The Fritz Files – Snakecharmer-Binaural

02007-09-13 | Binaural, Music, Recording, Studio | 30 comments

QuickTime Video – Up Close: The Fritz Files – Snakecharmer-Binaural
Click on above link to view a QuickTime vid of our performance of Snakecharmer in my studio last month. It’s a rather large file and if your connection is slow you might have to wait for it to load. Use headphones, as that is the only way to experience the surround quality of a dummy head recording. You might have to turn up the volume as we did not compress the sound and it is therefore lower than most CDs.
Dummy Head Recording
Binaural Recording
Head-Related Transfer Function

I enjoy watching this video because you can close your eyes and HEAR where the instruments are, then open your eyes and see whether you got it right. This song will not be part of the album, which has been mastered and will soon be uploaded to the ListeningLounge. As soon as the album becomes available I will let you know.

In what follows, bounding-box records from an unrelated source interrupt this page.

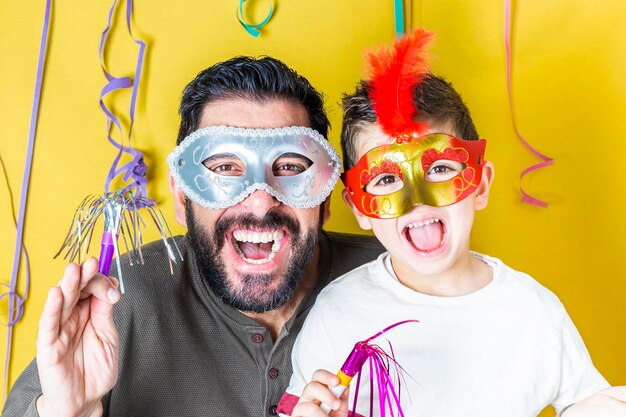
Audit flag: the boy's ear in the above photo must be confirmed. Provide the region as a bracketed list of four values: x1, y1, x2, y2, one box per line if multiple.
[322, 192, 333, 226]
[474, 161, 495, 210]
[341, 188, 372, 230]
[167, 175, 187, 227]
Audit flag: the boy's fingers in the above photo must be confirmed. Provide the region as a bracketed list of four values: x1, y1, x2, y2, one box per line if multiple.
[37, 287, 63, 349]
[311, 369, 339, 387]
[291, 400, 328, 417]
[300, 381, 341, 415]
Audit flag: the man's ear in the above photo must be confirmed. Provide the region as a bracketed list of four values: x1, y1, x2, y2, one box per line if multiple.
[341, 188, 372, 230]
[167, 175, 187, 227]
[474, 161, 495, 210]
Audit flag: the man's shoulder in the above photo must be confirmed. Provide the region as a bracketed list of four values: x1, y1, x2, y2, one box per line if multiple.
[325, 232, 385, 279]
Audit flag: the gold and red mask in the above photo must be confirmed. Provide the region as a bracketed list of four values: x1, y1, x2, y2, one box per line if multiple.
[341, 133, 487, 219]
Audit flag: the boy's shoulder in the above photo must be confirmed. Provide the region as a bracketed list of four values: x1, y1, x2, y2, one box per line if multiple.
[472, 252, 563, 313]
[322, 231, 385, 280]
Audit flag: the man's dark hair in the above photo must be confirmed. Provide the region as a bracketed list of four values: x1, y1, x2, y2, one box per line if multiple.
[176, 56, 330, 144]
[341, 74, 479, 170]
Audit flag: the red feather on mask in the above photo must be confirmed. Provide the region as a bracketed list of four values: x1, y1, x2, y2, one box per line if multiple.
[367, 28, 434, 138]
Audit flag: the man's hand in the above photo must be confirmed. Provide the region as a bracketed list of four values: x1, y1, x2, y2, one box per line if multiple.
[291, 369, 350, 417]
[37, 258, 120, 417]
[561, 386, 626, 417]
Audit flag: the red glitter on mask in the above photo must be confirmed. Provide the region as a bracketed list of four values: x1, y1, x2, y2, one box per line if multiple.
[422, 148, 469, 172]
[361, 159, 403, 187]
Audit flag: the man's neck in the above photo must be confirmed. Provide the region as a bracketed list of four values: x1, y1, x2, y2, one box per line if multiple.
[242, 245, 320, 342]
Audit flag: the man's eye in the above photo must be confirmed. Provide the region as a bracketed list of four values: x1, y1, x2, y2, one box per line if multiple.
[425, 160, 465, 182]
[272, 153, 313, 177]
[274, 164, 306, 176]
[365, 174, 402, 195]
[207, 163, 245, 177]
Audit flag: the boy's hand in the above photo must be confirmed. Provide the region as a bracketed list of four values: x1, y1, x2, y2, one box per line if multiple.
[37, 258, 120, 417]
[561, 386, 626, 417]
[291, 369, 350, 417]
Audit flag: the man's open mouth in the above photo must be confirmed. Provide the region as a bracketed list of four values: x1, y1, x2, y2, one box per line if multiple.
[233, 229, 285, 265]
[405, 217, 446, 252]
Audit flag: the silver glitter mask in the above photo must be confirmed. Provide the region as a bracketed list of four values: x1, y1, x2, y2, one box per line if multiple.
[167, 126, 341, 209]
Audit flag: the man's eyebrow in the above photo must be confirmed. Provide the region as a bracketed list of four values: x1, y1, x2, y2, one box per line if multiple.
[202, 152, 240, 165]
[279, 152, 309, 161]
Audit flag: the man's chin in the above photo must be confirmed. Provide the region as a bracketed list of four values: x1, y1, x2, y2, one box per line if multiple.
[222, 275, 296, 313]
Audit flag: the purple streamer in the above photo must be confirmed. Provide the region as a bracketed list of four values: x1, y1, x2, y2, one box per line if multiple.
[99, 0, 148, 197]
[2, 0, 52, 394]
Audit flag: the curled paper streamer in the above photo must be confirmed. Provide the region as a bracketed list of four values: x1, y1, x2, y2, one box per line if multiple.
[99, 0, 148, 196]
[504, 0, 554, 208]
[237, 0, 274, 38]
[55, 0, 182, 293]
[1, 0, 52, 393]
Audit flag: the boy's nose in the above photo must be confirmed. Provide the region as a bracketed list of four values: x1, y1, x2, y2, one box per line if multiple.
[241, 190, 280, 214]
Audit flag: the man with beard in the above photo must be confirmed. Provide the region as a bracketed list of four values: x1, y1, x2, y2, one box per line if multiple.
[2, 57, 381, 417]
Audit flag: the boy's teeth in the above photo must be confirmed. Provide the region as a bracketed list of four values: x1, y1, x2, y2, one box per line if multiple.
[407, 219, 440, 229]
[233, 230, 285, 265]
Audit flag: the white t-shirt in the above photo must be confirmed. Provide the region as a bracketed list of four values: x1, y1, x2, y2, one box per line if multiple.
[283, 253, 609, 417]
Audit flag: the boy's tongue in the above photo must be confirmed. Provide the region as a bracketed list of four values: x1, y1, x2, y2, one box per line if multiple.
[238, 241, 274, 259]
[409, 222, 443, 251]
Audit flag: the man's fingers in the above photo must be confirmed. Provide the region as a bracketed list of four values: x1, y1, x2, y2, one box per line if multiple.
[37, 287, 63, 349]
[57, 263, 81, 324]
[81, 274, 120, 304]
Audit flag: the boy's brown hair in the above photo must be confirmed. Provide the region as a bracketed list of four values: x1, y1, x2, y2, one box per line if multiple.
[341, 74, 479, 171]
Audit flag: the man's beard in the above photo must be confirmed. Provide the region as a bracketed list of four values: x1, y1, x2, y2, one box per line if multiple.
[185, 200, 314, 313]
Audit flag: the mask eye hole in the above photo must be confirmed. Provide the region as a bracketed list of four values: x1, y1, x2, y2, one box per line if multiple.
[424, 159, 466, 182]
[272, 153, 313, 177]
[202, 153, 246, 177]
[365, 172, 403, 195]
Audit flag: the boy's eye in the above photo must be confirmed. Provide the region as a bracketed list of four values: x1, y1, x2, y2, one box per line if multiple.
[424, 160, 465, 182]
[202, 154, 246, 177]
[272, 153, 313, 177]
[365, 173, 402, 195]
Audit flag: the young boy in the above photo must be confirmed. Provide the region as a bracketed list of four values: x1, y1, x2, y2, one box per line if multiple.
[279, 32, 623, 417]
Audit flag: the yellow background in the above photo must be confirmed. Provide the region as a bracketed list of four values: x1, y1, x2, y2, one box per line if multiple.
[0, 0, 626, 415]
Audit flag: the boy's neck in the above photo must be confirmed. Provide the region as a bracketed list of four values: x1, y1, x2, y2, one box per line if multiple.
[391, 252, 493, 297]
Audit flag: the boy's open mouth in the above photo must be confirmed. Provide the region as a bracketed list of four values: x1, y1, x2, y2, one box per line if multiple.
[405, 218, 446, 252]
[233, 229, 285, 264]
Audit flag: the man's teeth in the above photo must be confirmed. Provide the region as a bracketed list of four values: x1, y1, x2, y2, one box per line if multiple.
[407, 219, 440, 229]
[233, 230, 285, 264]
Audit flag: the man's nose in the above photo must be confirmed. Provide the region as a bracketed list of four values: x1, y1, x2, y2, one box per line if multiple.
[241, 190, 280, 214]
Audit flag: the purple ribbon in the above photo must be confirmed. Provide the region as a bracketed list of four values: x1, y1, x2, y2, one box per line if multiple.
[0, 0, 52, 393]
[99, 0, 148, 197]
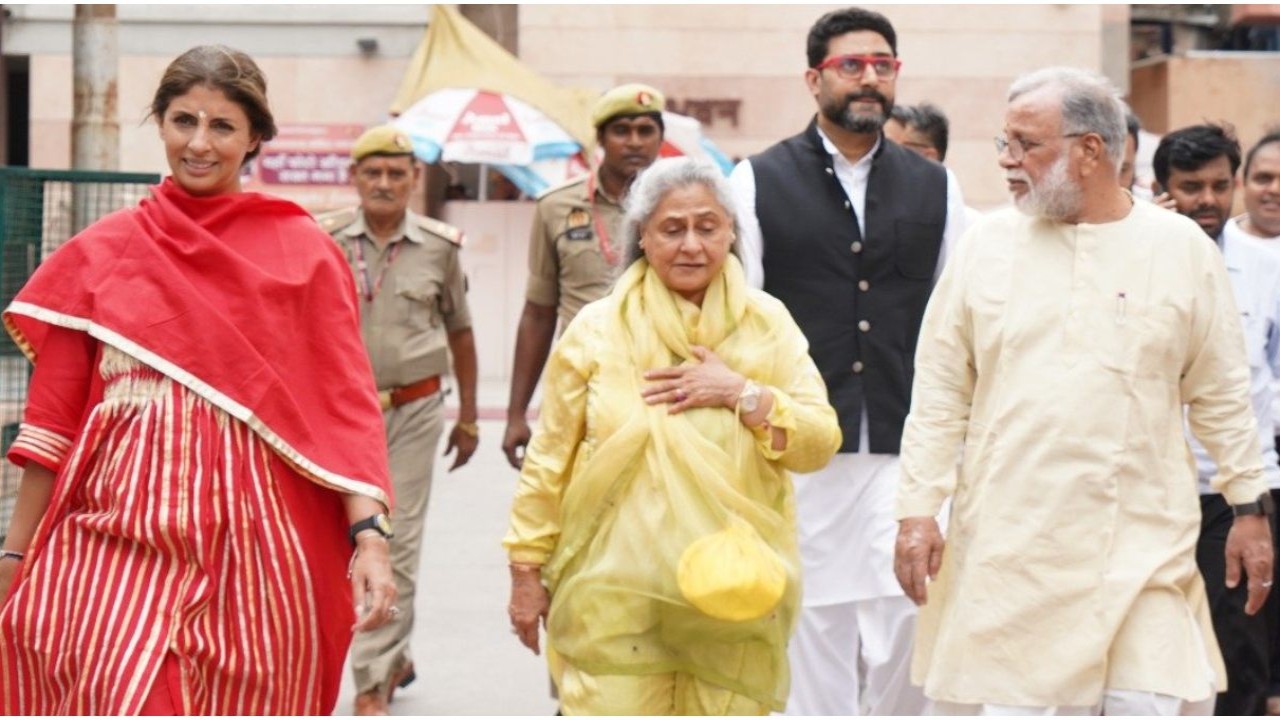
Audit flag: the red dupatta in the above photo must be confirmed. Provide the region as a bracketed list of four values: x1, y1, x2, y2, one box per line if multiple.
[3, 178, 392, 507]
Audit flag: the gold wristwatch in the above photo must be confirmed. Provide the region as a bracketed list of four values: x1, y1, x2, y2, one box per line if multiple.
[737, 380, 764, 415]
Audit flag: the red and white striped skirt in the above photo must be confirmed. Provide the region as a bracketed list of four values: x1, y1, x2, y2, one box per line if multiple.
[0, 347, 352, 715]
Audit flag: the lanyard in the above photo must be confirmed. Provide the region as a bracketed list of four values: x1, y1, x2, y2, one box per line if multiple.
[356, 237, 403, 302]
[586, 173, 620, 265]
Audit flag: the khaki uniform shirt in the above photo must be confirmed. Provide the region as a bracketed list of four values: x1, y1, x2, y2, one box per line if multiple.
[897, 202, 1267, 707]
[525, 170, 626, 331]
[319, 210, 471, 389]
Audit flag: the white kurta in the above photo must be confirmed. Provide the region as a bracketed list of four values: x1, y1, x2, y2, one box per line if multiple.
[897, 202, 1266, 706]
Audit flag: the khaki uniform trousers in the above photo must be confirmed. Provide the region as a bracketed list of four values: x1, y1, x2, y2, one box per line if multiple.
[351, 392, 444, 693]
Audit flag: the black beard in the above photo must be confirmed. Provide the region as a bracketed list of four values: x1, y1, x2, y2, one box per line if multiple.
[822, 91, 893, 133]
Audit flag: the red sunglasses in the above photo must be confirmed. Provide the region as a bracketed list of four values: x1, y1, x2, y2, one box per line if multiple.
[814, 55, 902, 79]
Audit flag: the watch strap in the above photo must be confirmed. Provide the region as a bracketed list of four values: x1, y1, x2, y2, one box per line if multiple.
[347, 514, 392, 544]
[1231, 492, 1276, 518]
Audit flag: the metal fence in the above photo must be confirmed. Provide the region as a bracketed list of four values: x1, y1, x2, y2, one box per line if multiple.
[0, 168, 160, 538]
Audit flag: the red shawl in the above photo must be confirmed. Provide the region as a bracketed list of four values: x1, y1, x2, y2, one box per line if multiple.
[4, 178, 392, 506]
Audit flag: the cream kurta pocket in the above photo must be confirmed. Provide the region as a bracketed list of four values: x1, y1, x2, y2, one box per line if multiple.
[1083, 295, 1187, 377]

PS: just to be clear about this. The audio was recorded using Fritz, the dummy head you can see in the middle of the room. That audio was then used to replace the sound the video camera recorded. So, you see what the camera sees and hear what the dummy head hears.


  1. Vic2rh

    That’s almost as fun as being front and center at your concert! Very cool stuff… can hardly wait for the album!

  2. Carol

    What an experience! I played it once just watching you and listening. Then I remember my hearing aids which do help a little and listened again; this time with my eyes closed. Wonderful, and yes I could hear when you were on the floor and of course when you went around. and where every bit of music was coming from…Just like you are here. Awesome. such a recording! Such possibilities! Such fun!

  3. Jacqueline

    Way to cool, and fun !

    Awesome!!!! Jackie

  4. ~C4Chaos

    wow! love it!!! it’s like being there in the room! just need a little boost on the volume. how come this is not on YouTube or Google Videos yet? :)

    i think it would be cool to have a special device that would automatically rotate Fritz’s head like a mirror ball.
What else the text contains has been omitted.